A federal appeals court said that happened when the EPA banned hydrofluorocarbons, a chemical found in aerosol spray cans that scientists have linked to global warming. The agency has authority to outlaw ozone-depleting chemicals, but HFC's are not ozone-depleting.

"Here, EPA has tried to jam a square peg (regulating non-ozone-depleting substances that may contribute to climate change) into a round hole (the existing statutory landscape)," Judge Brett Kavanaugh wrote in Mexichem Fluor, Inc. v. Environmental Protection Agency.

Risk of Identity Theft Is Injury Enough for Federal Court Standing

With data breaches occurring daily, the courts have become center stages for deciding who is responsible.

In Attias v. CareFirst, Inc., the U.S. Circuit Court of Appeals for the District of Columbia reviewed the story of customers against a health insurer after hackers compromised their data.
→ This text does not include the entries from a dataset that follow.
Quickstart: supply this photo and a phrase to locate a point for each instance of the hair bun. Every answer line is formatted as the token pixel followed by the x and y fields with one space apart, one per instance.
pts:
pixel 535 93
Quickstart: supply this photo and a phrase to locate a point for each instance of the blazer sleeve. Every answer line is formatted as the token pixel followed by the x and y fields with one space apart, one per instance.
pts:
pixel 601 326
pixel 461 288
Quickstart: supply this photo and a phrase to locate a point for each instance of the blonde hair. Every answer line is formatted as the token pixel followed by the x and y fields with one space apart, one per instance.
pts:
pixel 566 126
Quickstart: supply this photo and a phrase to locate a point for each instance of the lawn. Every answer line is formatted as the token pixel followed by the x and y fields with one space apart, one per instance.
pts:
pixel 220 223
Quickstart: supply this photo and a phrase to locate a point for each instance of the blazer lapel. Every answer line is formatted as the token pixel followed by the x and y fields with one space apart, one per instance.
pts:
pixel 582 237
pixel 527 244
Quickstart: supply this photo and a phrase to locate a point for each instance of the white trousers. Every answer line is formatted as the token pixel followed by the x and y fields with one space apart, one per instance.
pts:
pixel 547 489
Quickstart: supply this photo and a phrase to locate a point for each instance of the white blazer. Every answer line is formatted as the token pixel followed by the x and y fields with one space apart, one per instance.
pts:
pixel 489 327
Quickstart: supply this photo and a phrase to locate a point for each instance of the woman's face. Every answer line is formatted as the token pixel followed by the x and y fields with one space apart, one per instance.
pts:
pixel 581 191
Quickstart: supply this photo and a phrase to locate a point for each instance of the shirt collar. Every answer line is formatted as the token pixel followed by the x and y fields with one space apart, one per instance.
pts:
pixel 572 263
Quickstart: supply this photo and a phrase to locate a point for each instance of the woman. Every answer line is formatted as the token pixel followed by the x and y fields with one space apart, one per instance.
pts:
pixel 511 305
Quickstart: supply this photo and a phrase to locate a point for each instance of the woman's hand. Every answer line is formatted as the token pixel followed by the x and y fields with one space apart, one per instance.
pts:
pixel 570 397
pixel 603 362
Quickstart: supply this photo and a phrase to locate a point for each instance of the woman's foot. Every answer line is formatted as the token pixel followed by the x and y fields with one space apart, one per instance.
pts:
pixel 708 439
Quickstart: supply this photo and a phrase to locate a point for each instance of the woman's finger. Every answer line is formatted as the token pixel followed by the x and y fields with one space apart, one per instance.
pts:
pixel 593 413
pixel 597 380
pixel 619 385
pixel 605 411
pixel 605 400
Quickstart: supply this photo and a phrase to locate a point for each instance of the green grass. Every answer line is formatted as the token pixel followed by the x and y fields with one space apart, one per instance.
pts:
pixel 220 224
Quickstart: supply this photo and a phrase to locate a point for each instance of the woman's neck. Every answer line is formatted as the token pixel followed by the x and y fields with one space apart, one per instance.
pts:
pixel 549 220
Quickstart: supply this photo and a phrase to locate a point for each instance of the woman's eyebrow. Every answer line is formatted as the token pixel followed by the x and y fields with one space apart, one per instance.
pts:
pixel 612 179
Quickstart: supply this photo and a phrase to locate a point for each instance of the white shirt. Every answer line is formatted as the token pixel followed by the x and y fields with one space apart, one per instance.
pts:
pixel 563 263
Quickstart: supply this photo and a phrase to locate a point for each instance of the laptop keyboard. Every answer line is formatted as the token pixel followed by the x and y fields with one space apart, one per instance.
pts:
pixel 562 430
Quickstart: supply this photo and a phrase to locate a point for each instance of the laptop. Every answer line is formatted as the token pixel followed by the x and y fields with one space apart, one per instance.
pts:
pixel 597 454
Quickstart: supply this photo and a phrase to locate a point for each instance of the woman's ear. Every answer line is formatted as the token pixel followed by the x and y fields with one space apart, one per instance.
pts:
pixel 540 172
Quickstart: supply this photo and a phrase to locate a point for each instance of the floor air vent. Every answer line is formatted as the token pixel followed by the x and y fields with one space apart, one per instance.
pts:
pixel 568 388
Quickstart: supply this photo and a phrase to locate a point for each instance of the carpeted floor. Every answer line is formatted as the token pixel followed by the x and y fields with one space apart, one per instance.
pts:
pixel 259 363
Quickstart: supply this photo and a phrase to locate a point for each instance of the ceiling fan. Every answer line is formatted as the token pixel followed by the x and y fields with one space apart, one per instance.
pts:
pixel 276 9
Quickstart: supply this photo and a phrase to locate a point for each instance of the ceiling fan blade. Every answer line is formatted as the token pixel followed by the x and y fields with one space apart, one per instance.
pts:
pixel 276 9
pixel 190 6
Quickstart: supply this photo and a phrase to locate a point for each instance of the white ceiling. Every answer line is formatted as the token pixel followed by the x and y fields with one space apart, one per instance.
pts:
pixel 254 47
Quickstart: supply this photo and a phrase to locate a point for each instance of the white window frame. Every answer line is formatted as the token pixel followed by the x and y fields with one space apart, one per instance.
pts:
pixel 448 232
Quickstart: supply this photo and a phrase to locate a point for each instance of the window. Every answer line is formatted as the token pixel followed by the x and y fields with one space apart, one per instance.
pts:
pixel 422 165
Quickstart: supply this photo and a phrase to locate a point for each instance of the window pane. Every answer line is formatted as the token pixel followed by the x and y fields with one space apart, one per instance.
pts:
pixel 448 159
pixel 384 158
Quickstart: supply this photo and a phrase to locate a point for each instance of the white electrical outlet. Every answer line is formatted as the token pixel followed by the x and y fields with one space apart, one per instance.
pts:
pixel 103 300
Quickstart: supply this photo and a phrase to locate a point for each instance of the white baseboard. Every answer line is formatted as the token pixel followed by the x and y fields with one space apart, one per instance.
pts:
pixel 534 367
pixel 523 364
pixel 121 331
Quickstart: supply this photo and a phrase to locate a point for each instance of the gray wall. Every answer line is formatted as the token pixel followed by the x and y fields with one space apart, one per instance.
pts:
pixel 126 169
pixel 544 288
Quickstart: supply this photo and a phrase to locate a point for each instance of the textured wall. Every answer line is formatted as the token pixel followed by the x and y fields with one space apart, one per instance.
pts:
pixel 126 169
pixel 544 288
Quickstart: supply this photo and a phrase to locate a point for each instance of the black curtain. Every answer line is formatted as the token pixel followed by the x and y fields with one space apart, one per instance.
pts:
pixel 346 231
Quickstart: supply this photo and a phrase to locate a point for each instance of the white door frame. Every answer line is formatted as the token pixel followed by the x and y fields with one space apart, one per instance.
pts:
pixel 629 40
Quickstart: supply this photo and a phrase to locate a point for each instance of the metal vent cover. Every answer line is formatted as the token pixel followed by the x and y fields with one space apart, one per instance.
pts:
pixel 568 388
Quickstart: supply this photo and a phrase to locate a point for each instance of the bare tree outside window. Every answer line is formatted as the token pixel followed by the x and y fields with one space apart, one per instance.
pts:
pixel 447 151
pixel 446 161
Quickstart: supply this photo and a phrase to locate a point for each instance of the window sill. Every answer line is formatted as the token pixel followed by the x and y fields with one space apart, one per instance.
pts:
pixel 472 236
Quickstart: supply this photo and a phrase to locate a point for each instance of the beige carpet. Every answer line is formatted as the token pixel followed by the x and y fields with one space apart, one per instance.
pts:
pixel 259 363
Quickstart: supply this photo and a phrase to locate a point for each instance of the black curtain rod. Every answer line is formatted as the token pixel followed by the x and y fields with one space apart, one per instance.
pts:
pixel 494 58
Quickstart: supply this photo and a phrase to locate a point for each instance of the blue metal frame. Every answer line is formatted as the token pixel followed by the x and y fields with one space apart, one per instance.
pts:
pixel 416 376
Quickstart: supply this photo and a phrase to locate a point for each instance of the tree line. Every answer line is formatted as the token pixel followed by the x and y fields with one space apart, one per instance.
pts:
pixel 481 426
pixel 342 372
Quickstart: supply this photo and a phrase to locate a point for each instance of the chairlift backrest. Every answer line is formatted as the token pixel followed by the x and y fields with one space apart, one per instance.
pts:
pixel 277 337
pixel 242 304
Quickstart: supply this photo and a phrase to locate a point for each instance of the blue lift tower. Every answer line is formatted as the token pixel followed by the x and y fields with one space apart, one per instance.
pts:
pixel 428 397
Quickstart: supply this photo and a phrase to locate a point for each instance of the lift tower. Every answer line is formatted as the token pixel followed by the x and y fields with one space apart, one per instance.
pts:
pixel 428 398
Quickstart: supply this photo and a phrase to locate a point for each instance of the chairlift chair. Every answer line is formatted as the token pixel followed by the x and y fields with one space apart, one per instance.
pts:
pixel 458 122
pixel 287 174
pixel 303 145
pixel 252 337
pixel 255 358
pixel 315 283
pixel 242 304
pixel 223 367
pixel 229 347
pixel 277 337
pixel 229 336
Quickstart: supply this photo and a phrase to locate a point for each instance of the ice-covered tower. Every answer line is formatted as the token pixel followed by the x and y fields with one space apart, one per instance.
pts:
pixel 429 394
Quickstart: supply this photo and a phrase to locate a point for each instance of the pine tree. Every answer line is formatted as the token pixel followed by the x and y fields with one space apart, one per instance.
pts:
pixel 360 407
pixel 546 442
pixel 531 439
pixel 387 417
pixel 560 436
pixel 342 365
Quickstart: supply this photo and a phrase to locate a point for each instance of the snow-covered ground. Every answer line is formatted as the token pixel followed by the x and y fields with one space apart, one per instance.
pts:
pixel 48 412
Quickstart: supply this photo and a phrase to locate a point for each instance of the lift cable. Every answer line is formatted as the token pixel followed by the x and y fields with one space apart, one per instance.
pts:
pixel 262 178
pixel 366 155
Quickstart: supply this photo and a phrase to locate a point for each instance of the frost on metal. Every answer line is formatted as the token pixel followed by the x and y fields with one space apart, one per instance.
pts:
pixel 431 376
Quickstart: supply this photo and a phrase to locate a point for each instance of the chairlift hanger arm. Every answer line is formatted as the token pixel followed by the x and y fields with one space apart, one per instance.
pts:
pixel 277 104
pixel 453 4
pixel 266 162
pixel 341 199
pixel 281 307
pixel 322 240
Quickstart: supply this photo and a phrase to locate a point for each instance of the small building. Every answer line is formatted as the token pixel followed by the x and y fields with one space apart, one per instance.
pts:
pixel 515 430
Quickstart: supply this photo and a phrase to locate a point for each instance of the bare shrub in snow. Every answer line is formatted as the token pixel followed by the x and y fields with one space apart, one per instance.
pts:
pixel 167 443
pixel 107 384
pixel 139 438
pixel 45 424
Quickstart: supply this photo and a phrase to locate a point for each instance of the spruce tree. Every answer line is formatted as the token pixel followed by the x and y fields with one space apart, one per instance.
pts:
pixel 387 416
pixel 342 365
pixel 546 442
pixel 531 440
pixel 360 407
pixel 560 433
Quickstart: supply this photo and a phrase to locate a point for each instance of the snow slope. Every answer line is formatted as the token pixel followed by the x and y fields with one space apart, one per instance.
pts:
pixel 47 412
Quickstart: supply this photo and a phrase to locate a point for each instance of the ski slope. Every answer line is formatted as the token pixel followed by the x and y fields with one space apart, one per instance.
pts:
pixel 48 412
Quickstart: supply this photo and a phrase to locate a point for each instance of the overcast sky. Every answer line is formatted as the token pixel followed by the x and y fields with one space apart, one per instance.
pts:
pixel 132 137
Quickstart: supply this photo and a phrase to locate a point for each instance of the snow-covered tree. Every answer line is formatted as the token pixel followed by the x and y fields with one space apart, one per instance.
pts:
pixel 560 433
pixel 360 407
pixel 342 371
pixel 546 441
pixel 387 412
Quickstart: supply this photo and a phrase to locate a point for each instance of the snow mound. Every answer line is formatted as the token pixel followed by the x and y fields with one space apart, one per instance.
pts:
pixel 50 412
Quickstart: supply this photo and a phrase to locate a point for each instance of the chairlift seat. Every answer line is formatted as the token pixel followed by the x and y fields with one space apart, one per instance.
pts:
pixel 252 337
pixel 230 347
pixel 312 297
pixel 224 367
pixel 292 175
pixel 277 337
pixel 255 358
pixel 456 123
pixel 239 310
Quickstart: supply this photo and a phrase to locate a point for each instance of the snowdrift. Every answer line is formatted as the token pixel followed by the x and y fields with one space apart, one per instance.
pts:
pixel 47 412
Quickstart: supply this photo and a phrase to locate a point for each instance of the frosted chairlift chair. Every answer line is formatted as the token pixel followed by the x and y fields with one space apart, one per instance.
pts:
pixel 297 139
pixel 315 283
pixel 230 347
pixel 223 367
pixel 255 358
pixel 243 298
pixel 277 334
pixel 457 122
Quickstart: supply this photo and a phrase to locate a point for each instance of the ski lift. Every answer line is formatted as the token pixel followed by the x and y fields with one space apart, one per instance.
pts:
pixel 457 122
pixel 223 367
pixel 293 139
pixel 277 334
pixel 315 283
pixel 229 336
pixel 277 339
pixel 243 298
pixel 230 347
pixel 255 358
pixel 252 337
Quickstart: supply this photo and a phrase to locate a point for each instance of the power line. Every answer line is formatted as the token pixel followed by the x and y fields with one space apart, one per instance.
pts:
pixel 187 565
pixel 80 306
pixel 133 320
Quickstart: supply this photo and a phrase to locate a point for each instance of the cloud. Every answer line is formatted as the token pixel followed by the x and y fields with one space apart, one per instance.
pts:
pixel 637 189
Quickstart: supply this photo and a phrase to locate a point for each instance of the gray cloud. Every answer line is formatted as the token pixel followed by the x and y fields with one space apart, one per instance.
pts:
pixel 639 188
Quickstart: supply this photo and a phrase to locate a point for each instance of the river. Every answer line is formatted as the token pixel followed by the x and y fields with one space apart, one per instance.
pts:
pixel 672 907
A trial court said the plaintiffs didn't allege sufficient injury to confer federal court standing.

Drawing on "experience and common sense," however, the appeals court turned the spotlight on the company and said the potential for identify theft was injury enough.

DC Circuit Takes on the 'Case of the Incredible Shrinking Seat'

It's not your imagination if you think airline seats are getting smaller. Even the U.S Circuit Court of Appeals for the District of Columbia has taken note.

"As many have no doubt noticed, aircraft seats and the spacing between them have been getting smaller and smaller, while American passengers have been growing in size," Judge Patricia Millett wrote in Flyers Rights Education Fund v. Federal Aviation Administration.

The countries of Sudan and Iran may finally be getting some relief from an over $14 billion judgment entered against them in the U.S. Federal District Court. The judgment is the result of an action filed against the nations for harboring the terrorists, members of al Qaeda, responsible for a coordinated attack on two U.S. embassies abroad in 1998.

Unfortunately for the two nations, neither lodged an appearance before the judgment was made final. Since that time, the nation of Sudan has appealed the judgment, and lost. However, the most recent order trimmed the $4 billion plus award of punitive damages off the total judgment.